Sunday, April 12, 2009

Back Channeling, Kindle, and Techy Tips

Techy Tips
This is a wonderful little scheme growing bigger by the day. The lessons are limited to single slides. If you are just sticking your toe in the Web 2.0 waters, what a great place to visit for some simple, yet worthwhile methods! If you have brief techy ideas to share, email a request to Mark Clarkson for editing privileges and add to a Google Docs collaboration that will only become richer as time goes on. (Be sure to check out Tip #23).

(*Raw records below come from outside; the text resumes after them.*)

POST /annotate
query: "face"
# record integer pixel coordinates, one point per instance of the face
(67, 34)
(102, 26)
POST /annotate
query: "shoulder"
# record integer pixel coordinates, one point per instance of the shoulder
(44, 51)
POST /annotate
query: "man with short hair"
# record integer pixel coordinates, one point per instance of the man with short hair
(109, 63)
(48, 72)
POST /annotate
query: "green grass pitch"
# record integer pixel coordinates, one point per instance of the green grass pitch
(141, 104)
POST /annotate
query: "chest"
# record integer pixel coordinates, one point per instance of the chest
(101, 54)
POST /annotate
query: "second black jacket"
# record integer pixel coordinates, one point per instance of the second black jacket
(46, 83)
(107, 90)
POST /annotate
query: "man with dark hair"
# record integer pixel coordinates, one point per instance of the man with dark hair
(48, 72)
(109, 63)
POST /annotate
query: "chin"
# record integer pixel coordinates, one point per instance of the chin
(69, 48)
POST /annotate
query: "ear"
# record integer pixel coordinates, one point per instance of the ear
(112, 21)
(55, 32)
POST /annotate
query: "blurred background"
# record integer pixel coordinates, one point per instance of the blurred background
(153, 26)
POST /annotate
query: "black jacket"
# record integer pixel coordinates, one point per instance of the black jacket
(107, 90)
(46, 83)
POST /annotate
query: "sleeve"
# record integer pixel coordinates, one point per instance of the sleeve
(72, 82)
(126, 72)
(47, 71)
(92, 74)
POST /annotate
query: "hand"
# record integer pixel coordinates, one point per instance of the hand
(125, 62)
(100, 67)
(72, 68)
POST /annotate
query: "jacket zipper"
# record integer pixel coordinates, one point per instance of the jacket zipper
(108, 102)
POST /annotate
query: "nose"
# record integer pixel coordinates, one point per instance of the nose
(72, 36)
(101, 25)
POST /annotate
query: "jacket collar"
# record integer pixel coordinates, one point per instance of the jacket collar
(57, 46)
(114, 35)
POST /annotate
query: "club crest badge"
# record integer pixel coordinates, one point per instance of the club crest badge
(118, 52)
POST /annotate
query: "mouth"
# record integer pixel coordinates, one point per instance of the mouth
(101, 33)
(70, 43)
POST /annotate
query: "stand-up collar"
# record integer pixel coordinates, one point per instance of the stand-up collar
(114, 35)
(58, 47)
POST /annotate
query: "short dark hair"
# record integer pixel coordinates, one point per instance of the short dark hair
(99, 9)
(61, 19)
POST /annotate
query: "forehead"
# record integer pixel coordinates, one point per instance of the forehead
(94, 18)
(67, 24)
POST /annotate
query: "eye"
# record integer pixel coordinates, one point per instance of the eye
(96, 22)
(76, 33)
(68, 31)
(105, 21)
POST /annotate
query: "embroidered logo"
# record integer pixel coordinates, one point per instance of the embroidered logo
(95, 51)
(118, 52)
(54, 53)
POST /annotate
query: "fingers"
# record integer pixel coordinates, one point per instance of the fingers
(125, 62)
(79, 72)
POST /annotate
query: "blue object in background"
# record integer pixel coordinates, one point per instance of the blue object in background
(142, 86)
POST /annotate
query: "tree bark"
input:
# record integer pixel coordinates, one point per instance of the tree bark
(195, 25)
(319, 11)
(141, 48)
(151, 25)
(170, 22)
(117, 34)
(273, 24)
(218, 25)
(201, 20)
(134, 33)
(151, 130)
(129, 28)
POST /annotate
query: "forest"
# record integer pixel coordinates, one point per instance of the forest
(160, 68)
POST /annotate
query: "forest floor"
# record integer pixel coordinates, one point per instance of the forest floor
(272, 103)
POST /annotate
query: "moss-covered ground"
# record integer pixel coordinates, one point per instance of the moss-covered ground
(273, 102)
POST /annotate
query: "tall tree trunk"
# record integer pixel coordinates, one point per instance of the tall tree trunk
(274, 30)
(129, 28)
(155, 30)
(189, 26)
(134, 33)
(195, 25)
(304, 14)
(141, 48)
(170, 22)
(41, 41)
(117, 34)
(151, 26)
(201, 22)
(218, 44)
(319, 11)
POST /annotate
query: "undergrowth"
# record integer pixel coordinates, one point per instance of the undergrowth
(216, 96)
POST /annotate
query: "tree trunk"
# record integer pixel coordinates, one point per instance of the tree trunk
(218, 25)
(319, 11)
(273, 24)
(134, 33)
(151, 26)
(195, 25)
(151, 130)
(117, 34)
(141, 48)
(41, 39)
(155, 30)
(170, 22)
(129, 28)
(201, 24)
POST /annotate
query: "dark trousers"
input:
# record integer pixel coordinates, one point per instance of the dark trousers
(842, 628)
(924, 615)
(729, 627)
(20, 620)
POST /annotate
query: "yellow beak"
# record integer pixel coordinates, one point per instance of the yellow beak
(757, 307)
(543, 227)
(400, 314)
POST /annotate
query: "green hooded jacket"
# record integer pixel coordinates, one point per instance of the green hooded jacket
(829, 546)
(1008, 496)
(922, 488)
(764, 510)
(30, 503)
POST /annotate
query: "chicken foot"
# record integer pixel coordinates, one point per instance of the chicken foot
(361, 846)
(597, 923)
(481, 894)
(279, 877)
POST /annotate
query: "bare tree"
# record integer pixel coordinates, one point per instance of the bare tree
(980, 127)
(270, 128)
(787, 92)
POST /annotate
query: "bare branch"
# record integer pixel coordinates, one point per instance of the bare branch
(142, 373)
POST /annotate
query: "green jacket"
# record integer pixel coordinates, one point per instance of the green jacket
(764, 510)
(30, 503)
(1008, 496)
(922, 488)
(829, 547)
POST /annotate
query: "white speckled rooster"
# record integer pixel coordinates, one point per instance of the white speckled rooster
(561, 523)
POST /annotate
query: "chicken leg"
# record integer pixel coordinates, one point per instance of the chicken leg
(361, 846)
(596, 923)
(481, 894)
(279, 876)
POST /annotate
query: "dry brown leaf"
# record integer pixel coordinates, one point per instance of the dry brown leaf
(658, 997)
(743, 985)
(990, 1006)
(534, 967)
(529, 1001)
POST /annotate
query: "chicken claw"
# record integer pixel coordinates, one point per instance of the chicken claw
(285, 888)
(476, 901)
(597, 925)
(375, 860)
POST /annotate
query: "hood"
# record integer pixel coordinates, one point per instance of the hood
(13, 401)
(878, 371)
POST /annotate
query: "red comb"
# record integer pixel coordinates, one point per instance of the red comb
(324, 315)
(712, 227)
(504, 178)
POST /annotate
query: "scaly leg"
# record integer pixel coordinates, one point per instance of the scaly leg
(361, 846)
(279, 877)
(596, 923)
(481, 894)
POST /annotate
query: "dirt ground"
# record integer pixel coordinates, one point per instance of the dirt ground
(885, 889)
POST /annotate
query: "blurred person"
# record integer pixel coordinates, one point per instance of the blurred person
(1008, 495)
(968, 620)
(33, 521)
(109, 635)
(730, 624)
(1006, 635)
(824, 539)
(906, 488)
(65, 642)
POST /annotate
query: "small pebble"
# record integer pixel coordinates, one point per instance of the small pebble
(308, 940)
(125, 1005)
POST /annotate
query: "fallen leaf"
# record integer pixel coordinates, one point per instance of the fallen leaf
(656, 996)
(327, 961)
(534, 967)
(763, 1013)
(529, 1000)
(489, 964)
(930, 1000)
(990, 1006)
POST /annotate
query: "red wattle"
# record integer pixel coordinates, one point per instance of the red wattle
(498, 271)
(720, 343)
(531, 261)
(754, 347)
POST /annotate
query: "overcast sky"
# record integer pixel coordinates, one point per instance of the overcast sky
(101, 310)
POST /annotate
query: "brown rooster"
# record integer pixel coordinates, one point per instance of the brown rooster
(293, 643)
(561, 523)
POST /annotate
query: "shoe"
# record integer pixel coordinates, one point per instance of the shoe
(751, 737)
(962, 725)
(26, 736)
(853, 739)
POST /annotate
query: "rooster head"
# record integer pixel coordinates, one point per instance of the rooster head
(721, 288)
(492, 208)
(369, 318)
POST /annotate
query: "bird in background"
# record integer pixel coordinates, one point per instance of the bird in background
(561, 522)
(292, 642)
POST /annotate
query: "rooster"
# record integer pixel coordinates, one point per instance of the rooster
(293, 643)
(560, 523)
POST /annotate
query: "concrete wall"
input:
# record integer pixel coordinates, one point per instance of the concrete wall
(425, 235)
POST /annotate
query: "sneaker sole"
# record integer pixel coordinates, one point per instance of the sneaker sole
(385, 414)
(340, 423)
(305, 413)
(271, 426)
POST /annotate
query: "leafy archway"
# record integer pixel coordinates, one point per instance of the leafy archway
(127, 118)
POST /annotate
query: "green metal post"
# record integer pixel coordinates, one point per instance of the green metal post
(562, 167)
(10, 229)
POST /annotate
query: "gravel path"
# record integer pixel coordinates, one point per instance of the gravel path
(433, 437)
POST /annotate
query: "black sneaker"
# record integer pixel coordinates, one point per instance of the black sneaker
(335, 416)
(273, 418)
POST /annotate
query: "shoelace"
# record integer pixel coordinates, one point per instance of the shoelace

Using Twitter at Conferences
I've made considerable reference to Twitter in the Drive-thru. It is the main source of my professional reading. But if forming your own professional network of tweeters does not appeal to you, you should still sign up for an account before you head off to the next conference. Twitter is now commonly used for back channeling at professional gatherings, sometimes to the point of distraction. This is accomplished by means of "hashtags" which allow users to tweet about a conference with each other while it occurs. This may be conducted by channels officially established by conference organizers or simply by attendees. Michael Coté does a nice job describing this phenomenon.

Book End
I admit that I have been fascinated by Kindle -- Amazon's Wireless Reading Device -- ever since it was introduced. I couldn't justify purchasing one (now $359), because I am not a voracious reader and the device has rather limited functionality. But in Slate, editor-in-chief Jacob Weisberg makes some remarkable statements about the latest iteration of the device. Weisberg asserts that "Kindle 2 signals . . . that printed books, the most important artifacts of human civilization, are going to join newspapers and magazines on the road to obsolescence. " I was surprised to learn that "Amazon . . .is selling most new books at a loss to get everyone hooked on the Kindle" and in the future " could become the only publisher a best-selling author needs." I recommend that you read the entire piece for more thought-provoking stuff like this.

Screen capture of slide #1, "Techy Things for not so Techy Teachers".